Стал своим.
Последнюю ночь в лагере я долго не мог уснуть. Ворочался на певучей кровати, пытаясь вписаться в бугристый ландшафт продавленной сетки. Меня терзали обрывки мыслей и снов, неприятных, как воспоминания о первом неудачном сексе. Наконец, я встал и поплелся в туалет. Умываться.

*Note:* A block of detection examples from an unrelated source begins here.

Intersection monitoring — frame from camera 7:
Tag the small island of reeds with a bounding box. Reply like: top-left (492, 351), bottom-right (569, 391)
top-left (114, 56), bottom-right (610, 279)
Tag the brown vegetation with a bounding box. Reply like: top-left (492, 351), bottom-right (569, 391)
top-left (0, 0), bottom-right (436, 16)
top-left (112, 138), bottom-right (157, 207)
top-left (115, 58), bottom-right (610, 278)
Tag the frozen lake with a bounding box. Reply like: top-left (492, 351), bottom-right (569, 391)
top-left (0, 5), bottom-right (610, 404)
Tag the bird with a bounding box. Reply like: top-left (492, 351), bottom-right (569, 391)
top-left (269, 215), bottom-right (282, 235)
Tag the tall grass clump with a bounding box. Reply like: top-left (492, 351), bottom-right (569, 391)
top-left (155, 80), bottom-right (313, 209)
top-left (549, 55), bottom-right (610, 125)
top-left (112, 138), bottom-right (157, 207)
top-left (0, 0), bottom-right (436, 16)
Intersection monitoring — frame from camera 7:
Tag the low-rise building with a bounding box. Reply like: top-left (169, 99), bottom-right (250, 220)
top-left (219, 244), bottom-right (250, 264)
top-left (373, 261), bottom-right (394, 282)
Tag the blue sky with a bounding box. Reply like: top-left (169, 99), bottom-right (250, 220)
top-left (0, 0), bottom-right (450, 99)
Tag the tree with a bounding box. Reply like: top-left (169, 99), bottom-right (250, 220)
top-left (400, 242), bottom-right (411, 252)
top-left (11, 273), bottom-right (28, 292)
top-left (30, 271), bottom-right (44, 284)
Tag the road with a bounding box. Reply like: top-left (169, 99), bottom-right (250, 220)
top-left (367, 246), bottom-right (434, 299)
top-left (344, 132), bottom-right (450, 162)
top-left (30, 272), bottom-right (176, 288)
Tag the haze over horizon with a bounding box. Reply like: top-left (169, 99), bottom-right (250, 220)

Там, в мире бежевого кафеля и эмалированных раковин водопроводные краны выстукивали монотонную мелодию. В наполовину закрашенное зеленой краской окно заглядывал бледный рассвет.
Я плеснул в лицо холодной водой и уставился на свое отражение в зеркале над умывальником. Карие глаза, как у отца, короткий нос с резко очерченными ноздрями, широкие брови, сросшиеся на переносице – знакомое и одновременно чужое лицо. Может, я тоже умер? Там, под дубом? И сейчас мое отражение изучает кто-то другой, забравший себе тело и память Сани Морозова?
Чтобы закрыть кран, я ненадолго отвел глаза от зеркала. А когда посмотрел вновь, вскрикнул, увидев лицо Нюфы.
Он стоял у меня за спиной. Улыбался.
Я развернулся и одним движением прижал его мягкую шею к стене. Мои руки подрагивали, на глаза набегала бурая пелена.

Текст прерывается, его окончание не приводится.